Потом Анисим Иванович поглядел на Ваську и негромко окликнул его:
– Василий, подымайся. Нынче базар открылся. Понесешь материну кофту, может, фунта два макухи дадут.
Васька осторожно, чтобы не разбудить меня, встал и подошел к отцу:
– Батя, мою рубаху тоже снесем. Ленька у нас голодный, нехай ест побольше...
– Для меня вы оба сыновья...
– сказал Анисим Иванович.
– Я могу долго не есть. А он маленький...
Вот и опять Васька жалеет меня. Что бы такое сделать, чтобы и мне его пожалеть? Выменяем на базаре макуху, и я отдам ему все. Только много ли дадут за старую рубаху?..
Нестерпимо хотелось есть. С тех пор как немцы увезли в Германию наш хлеб, наступил голод. В городе поели всех воробьев и галок. Ловить их было занятно. Мы ставили во дворе ящик, а под него палочку. От палочки тянулся длинный шпагат. Сидя в сарае, мы стерегли, и, как только птицы слетались на мусор, мы выдергивали из-под ящика палку, и он накрывал птиц. Подбежав, мы осторожно запускали под ящик руку и вытаскивали галок, они хлопали крыльями и больно клевались. Жалко нам было птиц, да что поделаешь голод...
Я поднялся и, пока Васька собирался, вышел на улицу. Ярко светило солнце. Спокойное синее небо стелилось над городом: грустные, стояли акации, осыпанные снегом. Степь, белая и холодная, уже не звала к себе, а пугала. Улица казалась еще более кривой. Порывы ветра подхватывали жухлые листья и вместе со снегом уносили их в чей-нибудь заброшенный двор.

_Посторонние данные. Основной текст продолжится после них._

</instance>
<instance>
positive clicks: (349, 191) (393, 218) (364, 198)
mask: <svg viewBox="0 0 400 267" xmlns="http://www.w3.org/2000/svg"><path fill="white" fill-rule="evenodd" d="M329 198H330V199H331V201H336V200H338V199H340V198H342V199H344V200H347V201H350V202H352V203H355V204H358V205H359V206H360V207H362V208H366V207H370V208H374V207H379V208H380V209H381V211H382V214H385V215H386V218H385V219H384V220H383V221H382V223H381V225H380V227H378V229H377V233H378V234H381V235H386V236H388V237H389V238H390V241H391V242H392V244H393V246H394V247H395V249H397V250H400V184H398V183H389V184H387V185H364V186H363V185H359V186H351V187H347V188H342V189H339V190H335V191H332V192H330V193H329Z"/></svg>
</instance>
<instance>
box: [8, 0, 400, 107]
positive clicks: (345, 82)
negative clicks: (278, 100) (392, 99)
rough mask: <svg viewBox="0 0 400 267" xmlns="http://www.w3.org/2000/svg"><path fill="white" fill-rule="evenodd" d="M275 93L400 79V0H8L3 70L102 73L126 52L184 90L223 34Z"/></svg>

Возле Абдулкиного дома я увидел Тоньку. Она сидела на лавке и лузгала семечки, далеко отплевывая шелуху. Перед ней, важничая, прохаживался рыжий Илюха. Последнее время он, будто назло мне, увивался возле нее, начал каждый день умываться и даже утюжил свои латаные-перелатаные, вздутые на коленках штаны.